We are doing an Oracle Database Unicode conversion from WE8ISO8859P15 single Byte characterset to AL32UTF8 is Multibyte Characterset. It seems our software vendor mixed VARCHAR2(CHAR and Byte) in the data model. After the datamodel has been moved to a Unicode Oracle database (datapump metadata only), the migration tool uses the following query to decide if it should go from varchar2 to CLOB expecting varchar2(byte).

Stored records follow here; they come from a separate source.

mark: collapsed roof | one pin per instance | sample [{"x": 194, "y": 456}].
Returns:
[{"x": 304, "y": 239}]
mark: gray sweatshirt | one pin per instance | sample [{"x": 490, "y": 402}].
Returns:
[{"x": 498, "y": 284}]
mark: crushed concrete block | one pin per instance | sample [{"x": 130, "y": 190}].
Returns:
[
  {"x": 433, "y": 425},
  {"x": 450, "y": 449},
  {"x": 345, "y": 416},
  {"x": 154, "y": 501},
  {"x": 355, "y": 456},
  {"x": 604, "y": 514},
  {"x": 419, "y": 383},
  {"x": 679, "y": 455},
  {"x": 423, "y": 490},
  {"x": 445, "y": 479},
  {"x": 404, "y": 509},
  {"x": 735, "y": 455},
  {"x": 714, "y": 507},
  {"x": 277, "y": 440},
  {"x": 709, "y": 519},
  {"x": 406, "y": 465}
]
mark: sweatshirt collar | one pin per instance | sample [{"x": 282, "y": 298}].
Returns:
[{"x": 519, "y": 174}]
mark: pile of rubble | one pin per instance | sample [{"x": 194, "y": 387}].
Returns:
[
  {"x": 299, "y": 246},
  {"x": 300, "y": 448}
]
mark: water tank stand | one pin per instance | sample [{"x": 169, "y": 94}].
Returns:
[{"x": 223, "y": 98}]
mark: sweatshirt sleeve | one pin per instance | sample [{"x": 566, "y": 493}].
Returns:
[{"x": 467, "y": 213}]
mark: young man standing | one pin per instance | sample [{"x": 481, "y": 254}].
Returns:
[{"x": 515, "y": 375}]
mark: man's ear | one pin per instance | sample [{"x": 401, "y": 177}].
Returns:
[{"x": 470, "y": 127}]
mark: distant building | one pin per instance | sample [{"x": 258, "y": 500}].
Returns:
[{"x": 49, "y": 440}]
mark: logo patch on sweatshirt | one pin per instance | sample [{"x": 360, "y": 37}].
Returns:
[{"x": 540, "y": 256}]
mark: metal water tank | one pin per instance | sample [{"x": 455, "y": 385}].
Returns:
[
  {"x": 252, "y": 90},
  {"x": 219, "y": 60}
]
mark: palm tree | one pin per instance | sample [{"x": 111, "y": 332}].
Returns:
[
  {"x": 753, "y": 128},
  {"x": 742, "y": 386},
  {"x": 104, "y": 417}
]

select 'ALTER TABLE '||table_name||' MODIFY '||column_name||' LONG;'||chr(13)||chr(10)||'ALTER TABLE '||table_name||' MODIFY '||column_name||' CLOB;' from user_tab_columns where (data_type='CHAR' or data_type='VARCHAR2') and data_length>2000 and table_name in (select table_name from user_tables);
The problem is that varchar2 (char) has been increased automatically by x4 by the Oracle Database reaching the limit of 4000 bytes in some cases. The datalength of 2000 seem to be odd. Is a datalength of 2000 a good limit to go to clob? The Oracle Database parameter MAX_STRING_SIZE can be used to increase the limit of 4000 bytes for varchar2 but this could have other side effects.
How should varchar2 (char) be handled extending the query above?